O movimento teve grande participação de famosos e influenciadores. Como você vê essa adesão? O #AgoraVcSabe chegou a muitos espaços, teve apoio grande da mídia e de pessoas relevantes, como Marcos Mion, Luciano Huck, Fátima Bernardes, Luiza Brunet, Angélica, Ivete Sangalo, Giovanna Ewbank, Juliette. Muitos deles nem foram acionados diretamente por nós, ou seja, resolveram postar porque sabem a importância do tema.

O Datafolha mostrou que 1 a cada 3 brasileiros diz ter sido vítima de violência sexual na infância ou adolescência. O que mais te surpreendeu nesta pesquisa? O Datafolha coroou o movimento, pois permitiu mostrar que a violência é gigante e que o silêncio e a dificuldade de denunciar também, uma vez que só 11% disseram que denunciaram. É sobre isso o #AgoraVcSabe, ser provocador e fazer esse convite de quebrar o silêncio.

O Datafolha mostrou ainda que muitas pessoas não denunciam e que outras tinham dificuldade em gravar o vídeo para campanha. Por que é tão difícil falar? A nossa sociedade coloca a vítima num lugar de constrangimento. De cada 10 vítimas, apenas uma denunciou e essa é a maior prova da impunidade.

A impunidade não é por causa das leis, mas por não darmos visibilidade aos casos. Temos a relação com a violência sexual onde a vítima é constrangida e estigmatizada.

Sempre falo que se numa sala com 30 pessoas uma falar que foi vítima, vão olhar e apontar para ela. Mas, se nessa mesma sala, 10 levantarem e dizerem que foram vítimas, acabou a estigmatização. O silêncio colabora para a estigmatização.

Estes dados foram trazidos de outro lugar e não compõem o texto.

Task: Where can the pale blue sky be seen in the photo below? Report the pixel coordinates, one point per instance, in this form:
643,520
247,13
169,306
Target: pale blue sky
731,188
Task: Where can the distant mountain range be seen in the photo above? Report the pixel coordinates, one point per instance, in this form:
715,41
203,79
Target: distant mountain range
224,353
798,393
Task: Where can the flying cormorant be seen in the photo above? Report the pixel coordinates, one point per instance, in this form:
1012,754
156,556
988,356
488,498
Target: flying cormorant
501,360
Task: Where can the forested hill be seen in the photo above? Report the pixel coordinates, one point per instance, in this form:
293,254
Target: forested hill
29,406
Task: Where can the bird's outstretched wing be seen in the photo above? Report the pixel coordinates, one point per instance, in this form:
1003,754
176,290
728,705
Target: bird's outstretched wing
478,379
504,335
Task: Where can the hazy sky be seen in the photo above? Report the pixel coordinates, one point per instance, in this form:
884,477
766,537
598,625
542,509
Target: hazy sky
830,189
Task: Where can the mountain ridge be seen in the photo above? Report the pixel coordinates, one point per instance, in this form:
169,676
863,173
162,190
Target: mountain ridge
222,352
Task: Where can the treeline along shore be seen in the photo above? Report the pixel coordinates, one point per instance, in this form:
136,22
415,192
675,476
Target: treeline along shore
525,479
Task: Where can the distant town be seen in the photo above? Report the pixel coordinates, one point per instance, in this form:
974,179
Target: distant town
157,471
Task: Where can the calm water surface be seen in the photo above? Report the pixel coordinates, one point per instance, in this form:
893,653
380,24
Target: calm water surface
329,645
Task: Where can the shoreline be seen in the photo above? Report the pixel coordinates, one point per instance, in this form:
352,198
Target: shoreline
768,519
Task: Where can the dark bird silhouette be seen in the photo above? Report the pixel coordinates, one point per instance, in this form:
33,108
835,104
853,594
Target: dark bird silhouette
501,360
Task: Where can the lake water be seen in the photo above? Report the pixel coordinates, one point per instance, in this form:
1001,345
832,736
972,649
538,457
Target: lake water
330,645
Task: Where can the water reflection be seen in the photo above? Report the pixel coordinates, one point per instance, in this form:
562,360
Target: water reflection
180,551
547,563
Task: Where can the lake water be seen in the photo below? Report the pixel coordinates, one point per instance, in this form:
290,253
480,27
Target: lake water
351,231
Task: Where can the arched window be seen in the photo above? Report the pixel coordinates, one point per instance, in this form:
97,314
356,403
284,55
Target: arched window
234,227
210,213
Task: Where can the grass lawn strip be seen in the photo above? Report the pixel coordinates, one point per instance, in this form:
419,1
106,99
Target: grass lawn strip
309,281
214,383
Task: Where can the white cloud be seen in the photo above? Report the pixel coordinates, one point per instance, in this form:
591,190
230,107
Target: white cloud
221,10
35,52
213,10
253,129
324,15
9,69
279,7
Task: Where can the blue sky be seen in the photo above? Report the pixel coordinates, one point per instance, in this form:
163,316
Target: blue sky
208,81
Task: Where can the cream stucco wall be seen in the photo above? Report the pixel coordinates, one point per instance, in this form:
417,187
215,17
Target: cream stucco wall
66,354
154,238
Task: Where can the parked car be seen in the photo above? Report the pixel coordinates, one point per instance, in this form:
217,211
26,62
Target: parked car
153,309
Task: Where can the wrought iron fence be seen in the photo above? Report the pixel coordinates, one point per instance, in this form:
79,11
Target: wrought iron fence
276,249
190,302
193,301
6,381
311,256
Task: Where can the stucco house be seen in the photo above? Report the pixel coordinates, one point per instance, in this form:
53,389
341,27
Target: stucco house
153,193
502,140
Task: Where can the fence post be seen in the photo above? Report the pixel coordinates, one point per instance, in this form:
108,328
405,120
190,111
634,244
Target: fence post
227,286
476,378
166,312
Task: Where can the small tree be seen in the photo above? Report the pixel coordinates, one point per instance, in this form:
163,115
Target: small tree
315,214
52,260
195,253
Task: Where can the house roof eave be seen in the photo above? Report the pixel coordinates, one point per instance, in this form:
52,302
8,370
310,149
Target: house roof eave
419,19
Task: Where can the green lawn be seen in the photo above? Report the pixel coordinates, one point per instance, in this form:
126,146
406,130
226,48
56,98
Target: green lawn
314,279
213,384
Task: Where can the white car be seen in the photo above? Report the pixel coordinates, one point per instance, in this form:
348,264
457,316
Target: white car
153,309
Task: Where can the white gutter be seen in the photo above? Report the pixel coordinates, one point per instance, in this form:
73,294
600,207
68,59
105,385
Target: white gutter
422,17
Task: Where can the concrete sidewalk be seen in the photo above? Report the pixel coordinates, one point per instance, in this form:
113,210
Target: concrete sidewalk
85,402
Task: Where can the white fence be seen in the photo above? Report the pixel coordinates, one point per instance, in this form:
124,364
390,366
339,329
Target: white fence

Você esteve em presídios falando com a população carcerária sobre o tema. Como foi essa experiência? Estive na semana passada no CDP de Pinheiros, na cadeia feminina de São Miguel Paulista e em uma penitenciária em Guarulhos, na Grande SP.

Como nossas quatro passeatas foram virtuais, fiz o convite para presos que tivessem interesse em gravar o vídeo para a última passeata. Tivemos a adesão de 61 pessoas. Conseguimos chegar até o sistema prisional e incluindo nas passeatas todos que se sentiram à vontade para dar sua voz e seu rosto para o movimento.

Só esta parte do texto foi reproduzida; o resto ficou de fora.